Anregende Gespräche im World-Café

Im Anschluss an die Vorträge trafen sich die rund 80 Schüler in der neuen Mediothek der Wigbertschule, um an unterschiedlichen Tischen im „Wir müssen reden!“-World-Café mit Experten ins Gespräch zu kommen. Bei Getränken und Keksen fand ein reger Austausch statt. Konkrete Beratung erhielten die Schüler an den Tischen von Christine Kircher vom Selbsthilfebüro Osthessen, Karoline Engler, die die Junge Selbsthilfe Osthessen vertrat, Birgit Gustke, Leiterin der Fatigatio Selbsthilfegruppe Fulda, Work-Life-Balance-Trainerin Silke Lange, Moritz Grandis, Gründer der ersten Selbsthilfegruppe „Stress und Prüfungsangst“ an der Hochschule Fulda, Achtsamkeitstrainerin Brigitta Klein, Religionslehrer Gerd Kreß, der die “Stille Pause” an der Schule leitet und bei den Redakteuren von move36.

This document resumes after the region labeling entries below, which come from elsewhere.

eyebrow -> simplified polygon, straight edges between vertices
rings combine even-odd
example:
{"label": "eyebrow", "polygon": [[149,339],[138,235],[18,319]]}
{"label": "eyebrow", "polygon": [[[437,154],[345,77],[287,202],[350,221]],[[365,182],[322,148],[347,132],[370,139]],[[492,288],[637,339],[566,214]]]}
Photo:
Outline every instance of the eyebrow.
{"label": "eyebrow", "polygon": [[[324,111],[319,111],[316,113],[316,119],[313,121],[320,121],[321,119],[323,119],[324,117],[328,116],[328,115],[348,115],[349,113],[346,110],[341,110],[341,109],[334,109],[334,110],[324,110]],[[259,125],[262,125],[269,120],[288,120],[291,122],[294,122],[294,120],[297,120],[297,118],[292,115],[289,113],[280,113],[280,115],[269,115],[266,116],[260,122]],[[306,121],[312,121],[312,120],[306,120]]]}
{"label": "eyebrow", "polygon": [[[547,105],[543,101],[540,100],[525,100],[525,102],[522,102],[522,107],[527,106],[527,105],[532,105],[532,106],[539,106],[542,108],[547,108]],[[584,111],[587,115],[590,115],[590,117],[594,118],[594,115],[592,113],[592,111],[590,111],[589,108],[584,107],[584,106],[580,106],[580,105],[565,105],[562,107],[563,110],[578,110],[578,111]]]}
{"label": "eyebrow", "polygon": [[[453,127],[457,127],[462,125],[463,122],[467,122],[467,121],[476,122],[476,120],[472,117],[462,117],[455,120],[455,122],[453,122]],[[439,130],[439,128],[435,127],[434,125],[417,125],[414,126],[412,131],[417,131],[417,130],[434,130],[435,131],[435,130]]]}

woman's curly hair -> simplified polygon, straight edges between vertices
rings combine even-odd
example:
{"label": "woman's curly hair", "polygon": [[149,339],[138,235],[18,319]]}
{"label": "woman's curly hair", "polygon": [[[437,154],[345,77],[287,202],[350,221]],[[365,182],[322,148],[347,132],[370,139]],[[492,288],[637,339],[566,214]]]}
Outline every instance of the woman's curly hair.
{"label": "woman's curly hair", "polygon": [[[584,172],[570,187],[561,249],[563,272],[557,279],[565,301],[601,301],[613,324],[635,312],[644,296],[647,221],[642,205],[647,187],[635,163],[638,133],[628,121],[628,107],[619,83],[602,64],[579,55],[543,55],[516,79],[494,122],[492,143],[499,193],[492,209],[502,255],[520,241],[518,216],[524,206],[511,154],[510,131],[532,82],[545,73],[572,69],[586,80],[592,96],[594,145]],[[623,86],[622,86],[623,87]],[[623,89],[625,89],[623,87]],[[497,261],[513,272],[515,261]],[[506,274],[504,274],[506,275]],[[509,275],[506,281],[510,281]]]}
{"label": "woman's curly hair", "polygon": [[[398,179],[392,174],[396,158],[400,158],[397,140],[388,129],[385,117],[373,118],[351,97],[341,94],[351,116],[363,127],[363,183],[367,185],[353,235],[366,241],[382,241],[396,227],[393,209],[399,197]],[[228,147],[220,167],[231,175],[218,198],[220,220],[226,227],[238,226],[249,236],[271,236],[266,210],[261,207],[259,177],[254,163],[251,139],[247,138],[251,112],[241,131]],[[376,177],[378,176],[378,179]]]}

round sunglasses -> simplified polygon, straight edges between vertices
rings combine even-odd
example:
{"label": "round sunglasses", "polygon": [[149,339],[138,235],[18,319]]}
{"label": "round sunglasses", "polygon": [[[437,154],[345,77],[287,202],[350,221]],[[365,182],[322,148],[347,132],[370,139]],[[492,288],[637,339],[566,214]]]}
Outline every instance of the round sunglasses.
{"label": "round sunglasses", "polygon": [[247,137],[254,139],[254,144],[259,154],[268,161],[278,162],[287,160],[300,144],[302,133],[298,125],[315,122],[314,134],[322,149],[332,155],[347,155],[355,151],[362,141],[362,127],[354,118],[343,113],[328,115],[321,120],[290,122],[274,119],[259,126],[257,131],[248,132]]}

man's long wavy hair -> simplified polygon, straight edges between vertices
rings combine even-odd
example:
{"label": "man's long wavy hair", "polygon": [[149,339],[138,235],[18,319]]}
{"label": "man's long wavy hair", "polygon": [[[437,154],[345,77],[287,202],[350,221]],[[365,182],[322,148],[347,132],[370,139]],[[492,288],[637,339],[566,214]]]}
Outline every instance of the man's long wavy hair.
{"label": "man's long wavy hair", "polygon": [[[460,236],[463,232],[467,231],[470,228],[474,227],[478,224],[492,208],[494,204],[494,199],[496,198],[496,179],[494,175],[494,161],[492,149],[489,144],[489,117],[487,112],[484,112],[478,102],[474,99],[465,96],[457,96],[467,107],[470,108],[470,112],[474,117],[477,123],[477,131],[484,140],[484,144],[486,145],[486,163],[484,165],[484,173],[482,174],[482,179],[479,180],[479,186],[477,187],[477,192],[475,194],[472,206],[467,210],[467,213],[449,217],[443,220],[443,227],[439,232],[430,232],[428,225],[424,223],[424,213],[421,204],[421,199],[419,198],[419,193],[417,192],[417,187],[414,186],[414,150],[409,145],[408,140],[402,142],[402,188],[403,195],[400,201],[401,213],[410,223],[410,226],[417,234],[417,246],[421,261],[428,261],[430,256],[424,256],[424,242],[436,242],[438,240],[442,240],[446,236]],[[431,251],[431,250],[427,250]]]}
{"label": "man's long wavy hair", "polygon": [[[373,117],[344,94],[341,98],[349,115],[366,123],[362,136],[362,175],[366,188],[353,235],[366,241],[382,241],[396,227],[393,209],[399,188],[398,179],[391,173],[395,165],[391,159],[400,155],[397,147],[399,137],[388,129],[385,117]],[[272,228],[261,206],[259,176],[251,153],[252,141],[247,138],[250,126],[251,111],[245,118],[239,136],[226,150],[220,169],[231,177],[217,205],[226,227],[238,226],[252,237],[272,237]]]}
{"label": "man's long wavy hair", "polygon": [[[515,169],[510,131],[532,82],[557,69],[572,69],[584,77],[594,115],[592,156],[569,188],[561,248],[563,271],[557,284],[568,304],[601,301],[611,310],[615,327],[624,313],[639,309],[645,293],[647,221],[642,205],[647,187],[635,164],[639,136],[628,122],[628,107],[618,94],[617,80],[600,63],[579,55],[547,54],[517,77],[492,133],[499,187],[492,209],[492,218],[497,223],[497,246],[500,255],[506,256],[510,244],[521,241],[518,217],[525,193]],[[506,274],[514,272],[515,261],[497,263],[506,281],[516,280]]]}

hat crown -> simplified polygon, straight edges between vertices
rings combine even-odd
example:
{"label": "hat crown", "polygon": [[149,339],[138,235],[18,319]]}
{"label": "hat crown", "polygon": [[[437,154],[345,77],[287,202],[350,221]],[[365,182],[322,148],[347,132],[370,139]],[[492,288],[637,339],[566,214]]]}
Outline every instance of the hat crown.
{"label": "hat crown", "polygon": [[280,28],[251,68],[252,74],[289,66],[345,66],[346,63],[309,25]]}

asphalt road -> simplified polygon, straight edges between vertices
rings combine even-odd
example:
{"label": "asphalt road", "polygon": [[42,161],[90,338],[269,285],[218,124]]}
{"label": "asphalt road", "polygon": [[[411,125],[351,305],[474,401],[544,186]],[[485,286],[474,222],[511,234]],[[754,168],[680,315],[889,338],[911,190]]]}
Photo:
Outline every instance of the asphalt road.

An den Tischen entstand ein offener Austausch. Die Schüler stellten viele Fragen und zeigten Interesse an der Arbeit der Experten. Viele interessante Gespräche später zeigten sich alle Beteiligten am Ende zufrieden. „Ich denke jeder von euch nimmt heute etwas mit nach Hause. Vielleicht merkt ihr jetzt noch nicht, dass euch der Tag etwas gebracht hat, aber ich bin mir sicher, dass euch in zwei bis drei Tagen oder auch erst in ein paar Jahren etwas bewusst wird“, so die abschließenden Worte von Lehrerin Jana Bormann.